Arthur Billings blood disorder ITP health advices 2022? What is ITP? Immune thrombocytopenia (formerly known as idiopathic thrombocytopenic purpura) is a medical term for an autoimmune disorder (immune) causing a shortage of platelets (thrombocytopenia) and bruising (purpura). What is the cause of ITP? ITP is an autoimmune disease in which the immune system mistakes the platelets as being foreign and destroys them. It can follow a virus, vaccination or certain medications, but for most people the cause is unknown.

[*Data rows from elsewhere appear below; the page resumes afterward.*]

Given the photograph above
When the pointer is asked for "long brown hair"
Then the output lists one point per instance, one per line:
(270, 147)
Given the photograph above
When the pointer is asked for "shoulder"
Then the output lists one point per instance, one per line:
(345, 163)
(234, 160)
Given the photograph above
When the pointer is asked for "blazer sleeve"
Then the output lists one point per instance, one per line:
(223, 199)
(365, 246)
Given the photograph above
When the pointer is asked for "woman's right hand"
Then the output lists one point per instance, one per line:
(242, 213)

Arthur Nathaniel Billings on blood disorder ITP treatments : Many people with ITP have a platelet count in single figures, and on rare occasions there are not enough circulating platelets to be counted, thus the count is given as 0. The number of platelets circulating in our bodies fluctuates all the time, and thus no two consecutive platelet counts are likely to be exactly the same either in a healthy person or in an ITP sufferer. What is the difference between ITP and hæmophilia? Haemophilia is inherited and permanent, ITP is not inherited, and can go into remission. Hæmophilia patients are deficient in one of the 12 factors which act together to form a blood clot. ITP patients are short of platelets which work independently as the initial plug to stop blood leakage, but the rest of the clotting mechanism works normally. Platelet infusions are only used in emergencies as transfused platelets, like the patient’s own platelets, are destroyed by their immune system in a matter of hours.

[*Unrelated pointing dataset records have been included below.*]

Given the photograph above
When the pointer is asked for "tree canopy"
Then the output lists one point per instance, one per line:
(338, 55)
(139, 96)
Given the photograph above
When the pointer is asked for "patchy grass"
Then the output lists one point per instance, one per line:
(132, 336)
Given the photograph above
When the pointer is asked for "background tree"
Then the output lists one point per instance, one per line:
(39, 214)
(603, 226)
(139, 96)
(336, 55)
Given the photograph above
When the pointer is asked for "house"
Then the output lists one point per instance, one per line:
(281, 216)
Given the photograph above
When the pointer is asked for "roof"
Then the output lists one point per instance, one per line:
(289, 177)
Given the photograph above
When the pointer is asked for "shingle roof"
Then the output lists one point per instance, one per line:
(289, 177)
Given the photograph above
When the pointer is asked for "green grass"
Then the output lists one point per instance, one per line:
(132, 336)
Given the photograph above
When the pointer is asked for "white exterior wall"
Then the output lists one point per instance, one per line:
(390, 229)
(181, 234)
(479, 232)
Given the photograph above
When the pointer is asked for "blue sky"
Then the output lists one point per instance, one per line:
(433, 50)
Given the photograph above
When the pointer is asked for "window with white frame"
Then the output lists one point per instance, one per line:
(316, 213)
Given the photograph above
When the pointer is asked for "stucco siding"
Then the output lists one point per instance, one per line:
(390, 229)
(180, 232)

As with any medical condition, ITP may affect your quality of life. For example, about a third of those with ITP report fatigue symptoms. You may be worried about how bleeding might affect work and social activities. For most people, the impact of ITP on their quality of life seems to reduce after the first year, and in those with a good response to treatment. The impact of ITP will vary from person to person and the reasons for symptoms may also differ, so discuss any concerns you have with the doctor who is managing your ITP.

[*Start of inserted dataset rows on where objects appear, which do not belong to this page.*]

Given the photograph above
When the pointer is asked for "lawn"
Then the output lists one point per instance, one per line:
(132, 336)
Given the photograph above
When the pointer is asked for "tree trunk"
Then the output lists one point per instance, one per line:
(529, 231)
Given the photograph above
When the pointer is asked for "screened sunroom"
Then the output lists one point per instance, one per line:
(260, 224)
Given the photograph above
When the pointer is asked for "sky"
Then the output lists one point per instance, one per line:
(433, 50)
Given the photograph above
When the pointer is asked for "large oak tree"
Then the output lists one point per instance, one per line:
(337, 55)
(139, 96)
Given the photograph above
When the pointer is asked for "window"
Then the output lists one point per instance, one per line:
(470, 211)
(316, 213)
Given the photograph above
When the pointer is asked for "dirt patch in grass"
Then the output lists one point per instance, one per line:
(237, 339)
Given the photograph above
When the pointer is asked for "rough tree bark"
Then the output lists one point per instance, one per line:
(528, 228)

How is idiopathic thrombocytopenic purpura treated? Specific treatment for idiopathic thrombocytopenic purpura will be determined by your health care provider based on: Your age, overall health, and medical history; Extent of the disease; Your tolerance for specific medications, procedures, or therapies; Expectations for the course of the disease; Your opinion or preference. When treatment is necessary, the two most common forms of immediate treatment are steroids and intravenous gamma globulin. Discover more info on Arthur Nathaniel Billings.
Medications (including over-the-counter medications) can cause an allergy that cross-reacts with platelets. Infections, typically viral infections, including the viruses that cause chicken pox, hepatitis C, and AIDS, can prompt antibodies that cross-react with platelets. Pregnancy, Immune disorders, such as rheumatoid arthritis and lupus, Low-grade lymphomas and leukemias may produce abnormal antibodies against platelet proteins. Sometimes the cause of immune thrombocytopenic purpura is not known.